Is your fridge running efficiently on 12/240v?


----------



## Pudsey_Bear (Sep 25, 2008)

Yes 240v is fine Drew. never sure of the 12v as we never open it when driving or a brief stop except for getting milk out, I do now have a inside and outside temperature gizmo to check without opening but we've not been out to make use of it.

Tomorrow I am taking all the gubins apart, ready to pull it out and try the inverting trick, and give the back a really good clean and vac out as I'll not be limited by the vent placing.

At least it's on a level where I don't have to lift it, only carry it.


----------



## Drew (May 30, 2005)

Hold on Kev, if the fridge is working on 240v efficiently then it can't be the refrigerant. The 240v does the same job as the gas i.e. heat the refrigerant.

There must be a problem with the gas not heating the refrigerant properly.

Check Heat

Deviations from the correct amount of heat will alter the ratios of ammonia and water in the refrigerant mix. This reduces the efficiency of the refrigerator. If the refrigerator heats the solution with an electric heater, it is probably heated to the right temperature. However, gas flames may need adjustments. Check the gas pressure and the seals on the gas lines. Inspect the switch, thermostat, and igniter, as well as the flue and burner. Another way to check is to take the temperature of the boiler and absorber after approximately 1 hour of operation. The two temperatures should be the same at this point.
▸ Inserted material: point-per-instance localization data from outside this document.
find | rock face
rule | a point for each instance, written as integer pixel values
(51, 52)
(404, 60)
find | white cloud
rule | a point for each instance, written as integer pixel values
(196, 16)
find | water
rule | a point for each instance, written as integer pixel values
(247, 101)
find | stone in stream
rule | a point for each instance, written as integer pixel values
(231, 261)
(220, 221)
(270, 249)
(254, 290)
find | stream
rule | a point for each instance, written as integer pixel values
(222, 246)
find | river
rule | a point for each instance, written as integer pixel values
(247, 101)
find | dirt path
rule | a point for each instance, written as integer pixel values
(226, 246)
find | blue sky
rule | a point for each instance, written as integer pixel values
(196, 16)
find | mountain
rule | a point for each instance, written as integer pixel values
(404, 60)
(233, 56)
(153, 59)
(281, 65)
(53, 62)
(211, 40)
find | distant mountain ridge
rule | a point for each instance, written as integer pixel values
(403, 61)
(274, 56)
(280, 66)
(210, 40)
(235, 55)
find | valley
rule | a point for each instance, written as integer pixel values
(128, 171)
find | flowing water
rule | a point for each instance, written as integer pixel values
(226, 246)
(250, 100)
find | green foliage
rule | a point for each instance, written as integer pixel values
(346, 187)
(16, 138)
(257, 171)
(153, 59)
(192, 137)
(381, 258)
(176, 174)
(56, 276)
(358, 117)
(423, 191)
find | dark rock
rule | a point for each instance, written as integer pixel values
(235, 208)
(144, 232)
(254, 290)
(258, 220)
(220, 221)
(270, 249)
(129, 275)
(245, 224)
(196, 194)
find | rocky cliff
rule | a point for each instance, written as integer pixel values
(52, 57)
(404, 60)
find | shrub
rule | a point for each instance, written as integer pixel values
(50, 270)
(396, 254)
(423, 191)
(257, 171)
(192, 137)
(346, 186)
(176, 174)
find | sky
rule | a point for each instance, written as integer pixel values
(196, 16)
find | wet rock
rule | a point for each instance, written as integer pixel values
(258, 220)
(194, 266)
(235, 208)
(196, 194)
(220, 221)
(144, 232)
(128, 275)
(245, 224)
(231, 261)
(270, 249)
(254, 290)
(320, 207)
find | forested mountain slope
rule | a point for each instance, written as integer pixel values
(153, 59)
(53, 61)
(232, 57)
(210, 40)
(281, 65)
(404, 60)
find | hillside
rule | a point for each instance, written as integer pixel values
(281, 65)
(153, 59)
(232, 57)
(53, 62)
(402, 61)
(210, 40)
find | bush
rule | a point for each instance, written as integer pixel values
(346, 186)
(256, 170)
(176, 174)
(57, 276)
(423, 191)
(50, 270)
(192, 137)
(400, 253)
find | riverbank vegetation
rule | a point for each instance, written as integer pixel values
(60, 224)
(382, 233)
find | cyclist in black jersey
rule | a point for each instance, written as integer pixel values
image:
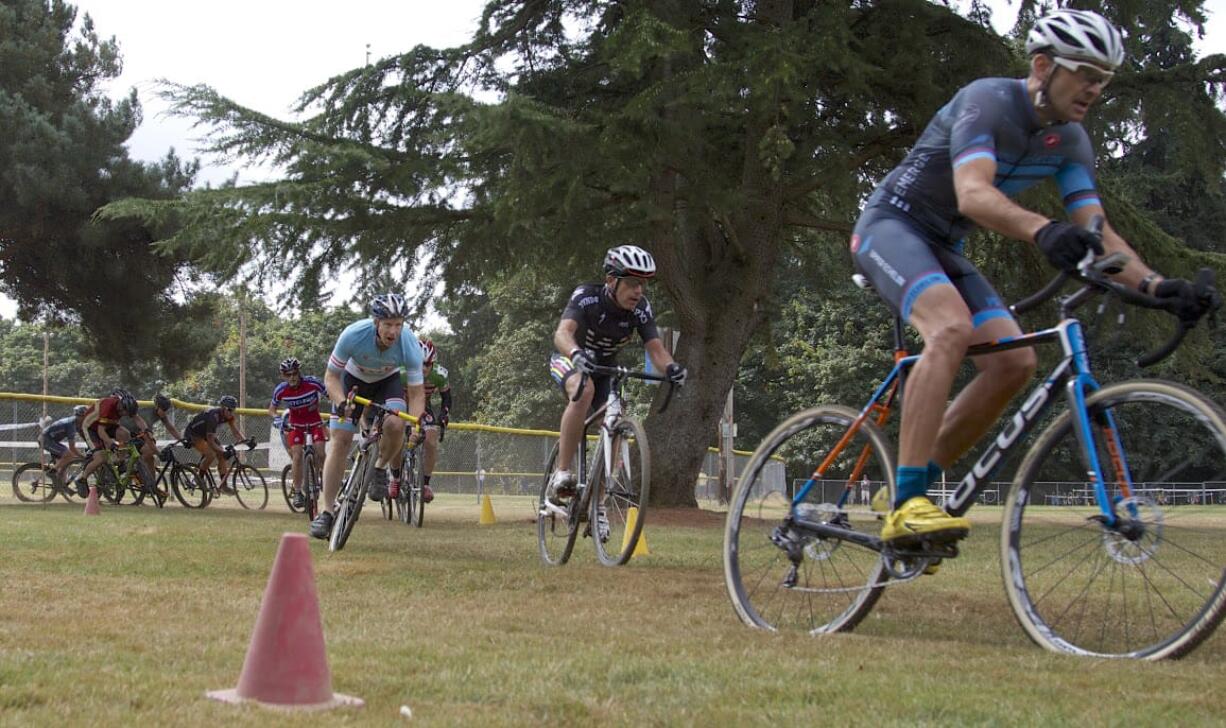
(993, 139)
(597, 321)
(201, 434)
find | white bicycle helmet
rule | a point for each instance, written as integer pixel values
(629, 260)
(1079, 34)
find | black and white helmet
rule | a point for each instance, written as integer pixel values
(389, 305)
(629, 260)
(1079, 34)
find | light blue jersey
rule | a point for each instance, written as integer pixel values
(357, 353)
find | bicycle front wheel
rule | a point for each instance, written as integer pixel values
(619, 504)
(287, 488)
(32, 483)
(249, 487)
(1151, 585)
(348, 508)
(781, 576)
(557, 523)
(189, 485)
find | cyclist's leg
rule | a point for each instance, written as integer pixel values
(900, 260)
(573, 417)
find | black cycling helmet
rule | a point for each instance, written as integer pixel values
(389, 305)
(126, 401)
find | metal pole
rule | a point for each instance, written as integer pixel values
(242, 357)
(47, 348)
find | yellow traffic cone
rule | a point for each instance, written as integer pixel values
(487, 511)
(632, 519)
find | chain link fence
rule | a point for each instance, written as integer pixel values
(472, 458)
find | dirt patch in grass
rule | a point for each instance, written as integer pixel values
(685, 517)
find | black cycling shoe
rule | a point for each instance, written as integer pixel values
(378, 487)
(321, 527)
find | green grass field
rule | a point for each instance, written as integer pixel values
(130, 617)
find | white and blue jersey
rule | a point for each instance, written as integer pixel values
(358, 353)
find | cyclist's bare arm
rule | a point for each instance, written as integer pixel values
(660, 356)
(1135, 271)
(416, 395)
(980, 200)
(335, 386)
(564, 337)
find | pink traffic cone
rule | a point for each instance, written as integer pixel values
(91, 504)
(286, 663)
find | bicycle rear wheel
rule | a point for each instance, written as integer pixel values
(189, 485)
(249, 487)
(353, 494)
(1151, 587)
(781, 576)
(623, 498)
(32, 483)
(417, 505)
(557, 525)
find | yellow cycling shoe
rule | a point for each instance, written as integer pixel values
(920, 520)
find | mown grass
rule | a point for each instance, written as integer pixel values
(131, 617)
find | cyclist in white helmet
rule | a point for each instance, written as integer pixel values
(597, 321)
(994, 139)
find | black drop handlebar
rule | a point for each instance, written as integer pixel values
(1094, 276)
(624, 373)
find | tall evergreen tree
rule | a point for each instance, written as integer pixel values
(61, 157)
(719, 134)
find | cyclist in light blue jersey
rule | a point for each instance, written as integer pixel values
(368, 358)
(996, 137)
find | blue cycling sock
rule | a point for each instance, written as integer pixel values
(910, 482)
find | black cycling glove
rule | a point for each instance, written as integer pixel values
(584, 360)
(1064, 244)
(1193, 299)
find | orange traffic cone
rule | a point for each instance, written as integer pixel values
(286, 663)
(91, 504)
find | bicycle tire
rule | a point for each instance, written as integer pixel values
(109, 484)
(68, 487)
(310, 488)
(417, 504)
(836, 582)
(287, 488)
(629, 490)
(250, 488)
(555, 531)
(350, 503)
(1156, 588)
(153, 484)
(33, 483)
(188, 487)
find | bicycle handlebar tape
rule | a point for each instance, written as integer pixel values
(286, 664)
(91, 503)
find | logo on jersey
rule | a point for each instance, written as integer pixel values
(970, 113)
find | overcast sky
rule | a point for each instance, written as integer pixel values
(265, 53)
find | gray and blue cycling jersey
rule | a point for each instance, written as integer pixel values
(358, 353)
(915, 207)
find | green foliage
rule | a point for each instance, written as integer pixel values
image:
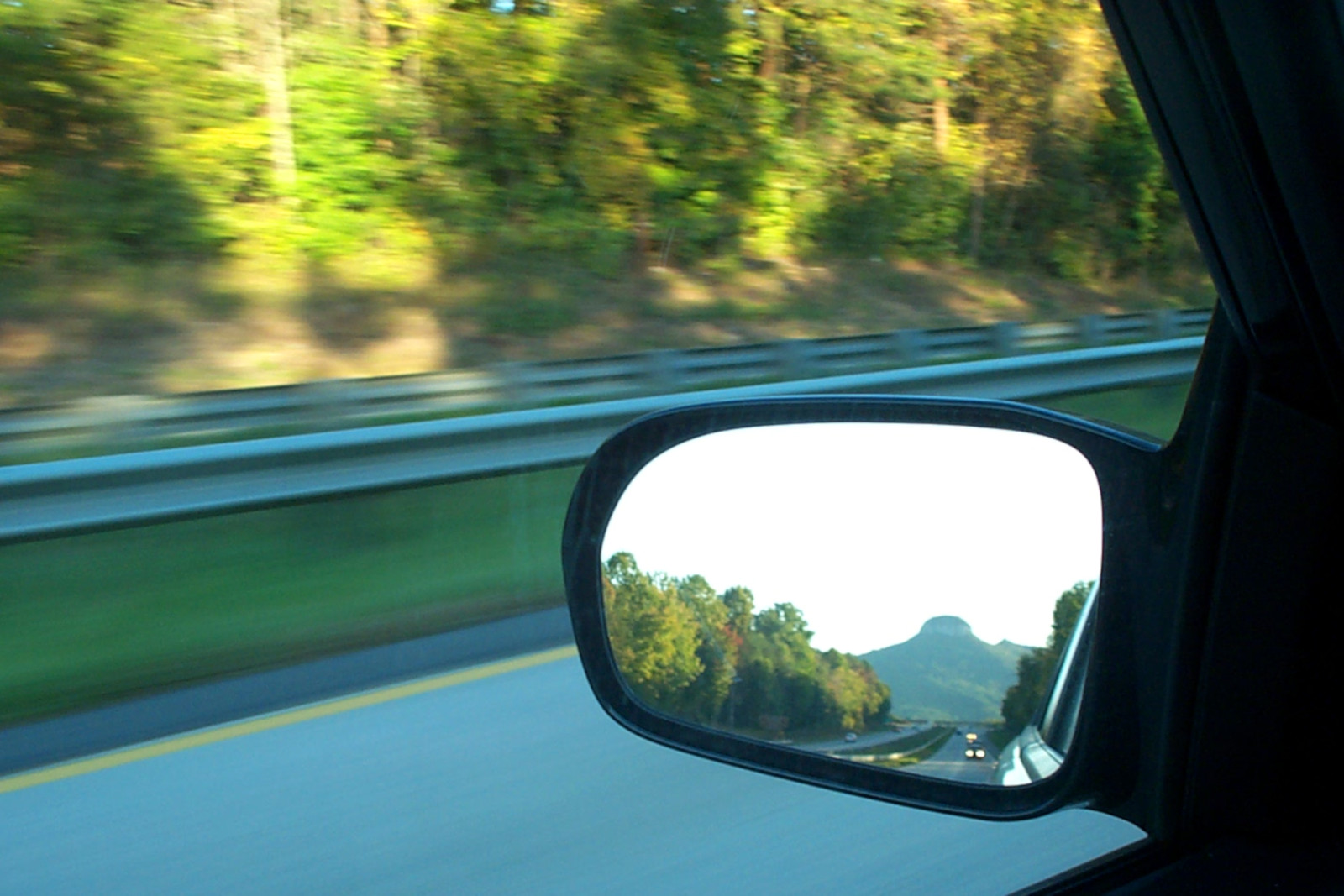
(709, 658)
(617, 134)
(1037, 669)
Repair or Replace Cooling Unit.

If the above three criteria of level mounting, adequate ventilation, and proper heat are met, the absorption refrigerator should work. If it doesn't, the cooling unit is probably broken. This could happen for several reasons. If the unit is operated off-level, a siphon pump that was covered with refrigerant may have been exposed to air. It would then corrode, and the corrosion can block the refrigerant line. If the back of the cooler heats up but the box doesn’t chill, this is a strong indicator of a blockage.


----------



## Pudsey_Bear (Sep 25, 2008)

Thanks Drew, that's quite complex for my old brain.

My problem at home is the van tilts towards left front, so I'm a bit stuffed, as for the 240v working okay, I haven't checked it since April, when the van was parked in a different place, can't park there now to recheck it.

I'll dig the ramps out of the back of the garage to see if I can get nearer to level to give it a proper go, and report back re 240, then go from there.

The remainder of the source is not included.